Quelles sont les problématiques liées aux conditions de vie dans les prisons ?

Dans les pays d’Afrique subsaharienne, comme l’Ouganda et le Kenya, la population a connu une croissance massive au cours des dernières décennies. Le nombre de personnes envoyées en prison a donc lui aussi fortement augmenté, et la capacité d’accueil des prisons n’a tout simplement pas suivi. Les prisons sont plus que surpeuplées. Cette surcharge exerce une pression sur toutes les ressources. Par conséquent, bien souvent, les prisonniers sont mal nourris et la nuit, ils ne peuvent pas toujours s’allonger dans leur cellule pour dormir. Le service pénitentiaire est constamment sous pression et ne dispose pas de fonds suffisants pour satisfaire les besoins des détenus.

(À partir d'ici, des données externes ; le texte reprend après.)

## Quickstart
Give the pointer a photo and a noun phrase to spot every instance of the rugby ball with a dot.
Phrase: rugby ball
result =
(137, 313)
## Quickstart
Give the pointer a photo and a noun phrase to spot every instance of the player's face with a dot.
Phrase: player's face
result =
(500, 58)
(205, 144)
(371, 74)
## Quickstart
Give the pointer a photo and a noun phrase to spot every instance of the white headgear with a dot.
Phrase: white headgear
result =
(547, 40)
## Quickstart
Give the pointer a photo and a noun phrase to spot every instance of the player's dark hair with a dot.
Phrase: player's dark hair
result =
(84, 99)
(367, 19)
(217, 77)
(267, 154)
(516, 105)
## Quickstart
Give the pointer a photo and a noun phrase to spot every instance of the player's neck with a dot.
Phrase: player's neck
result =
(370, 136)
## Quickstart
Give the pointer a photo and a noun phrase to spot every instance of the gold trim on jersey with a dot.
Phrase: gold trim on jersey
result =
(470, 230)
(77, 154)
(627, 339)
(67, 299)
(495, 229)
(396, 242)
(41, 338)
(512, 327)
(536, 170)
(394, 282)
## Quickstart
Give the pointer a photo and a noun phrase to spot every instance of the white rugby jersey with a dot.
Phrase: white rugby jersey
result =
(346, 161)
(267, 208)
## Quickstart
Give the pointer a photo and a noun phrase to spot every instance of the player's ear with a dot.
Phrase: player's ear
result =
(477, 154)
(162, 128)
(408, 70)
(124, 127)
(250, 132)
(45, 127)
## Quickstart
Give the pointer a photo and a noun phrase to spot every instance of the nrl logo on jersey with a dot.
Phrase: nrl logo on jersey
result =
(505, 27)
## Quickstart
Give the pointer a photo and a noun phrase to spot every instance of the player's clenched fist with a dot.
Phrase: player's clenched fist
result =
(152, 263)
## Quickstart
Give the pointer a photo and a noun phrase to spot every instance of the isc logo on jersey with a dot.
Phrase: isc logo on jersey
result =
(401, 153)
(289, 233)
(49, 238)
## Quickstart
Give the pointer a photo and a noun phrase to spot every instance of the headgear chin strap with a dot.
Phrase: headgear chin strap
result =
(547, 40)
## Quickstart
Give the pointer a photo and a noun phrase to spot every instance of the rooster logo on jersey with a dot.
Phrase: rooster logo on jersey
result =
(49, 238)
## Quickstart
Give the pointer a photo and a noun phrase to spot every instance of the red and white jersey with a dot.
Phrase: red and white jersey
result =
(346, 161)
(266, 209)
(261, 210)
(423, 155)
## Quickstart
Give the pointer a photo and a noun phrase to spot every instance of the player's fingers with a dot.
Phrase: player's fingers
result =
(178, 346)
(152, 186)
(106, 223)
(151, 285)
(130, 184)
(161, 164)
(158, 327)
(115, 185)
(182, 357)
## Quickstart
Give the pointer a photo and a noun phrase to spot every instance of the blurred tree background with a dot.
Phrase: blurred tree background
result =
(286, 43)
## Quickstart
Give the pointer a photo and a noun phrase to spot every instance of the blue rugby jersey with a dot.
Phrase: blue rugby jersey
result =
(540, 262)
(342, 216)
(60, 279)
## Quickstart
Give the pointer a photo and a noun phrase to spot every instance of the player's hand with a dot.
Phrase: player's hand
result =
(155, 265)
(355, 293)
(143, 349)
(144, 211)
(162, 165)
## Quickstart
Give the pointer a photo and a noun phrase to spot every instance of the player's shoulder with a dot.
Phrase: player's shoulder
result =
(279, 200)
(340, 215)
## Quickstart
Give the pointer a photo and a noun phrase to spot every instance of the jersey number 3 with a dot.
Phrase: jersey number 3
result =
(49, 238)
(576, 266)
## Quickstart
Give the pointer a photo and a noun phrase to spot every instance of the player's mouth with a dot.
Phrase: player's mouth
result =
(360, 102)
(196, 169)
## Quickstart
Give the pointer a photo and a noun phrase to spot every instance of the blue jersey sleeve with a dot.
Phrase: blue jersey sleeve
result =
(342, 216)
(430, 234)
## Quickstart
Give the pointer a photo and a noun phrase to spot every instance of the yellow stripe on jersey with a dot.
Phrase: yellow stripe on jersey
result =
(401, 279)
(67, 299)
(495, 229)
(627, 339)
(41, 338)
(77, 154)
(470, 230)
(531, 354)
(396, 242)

Alexander en train de discuter avec un détenu. Photo : Andrew Philip

Alexander en train de discuter avec un détenu. Photo : Andrew Philip

Selon vous, comment les conditions de vie pourraient-elles changer à grande échelle ?

Pour moi, le point de départ consiste à s’assurer que seules les personnes qui doivent être détenues le soient.

Bien qu’APP ait remporté des prix pour notre travail en matière de santé et d’éducation de base, nous nous sommes rendu compte que la majorité des personnes que nous servions ne seraient pas en prison si elles avaient eu accès à des services juridiques de qualité. Nous avons alors eu l’idée de former les prisonniers et le personnel pénitentiaire en droit, ce qui leur permettrait de préparer leur propre défense et celle d’autres prisonniers. Ceci a permis à de nombreux prisonniers d’être acquittés ou de bénéficier de peines plus légères, ce qui a contribué à réduire la surpopulation dans les prisons dans lesquelles nous travaillons. 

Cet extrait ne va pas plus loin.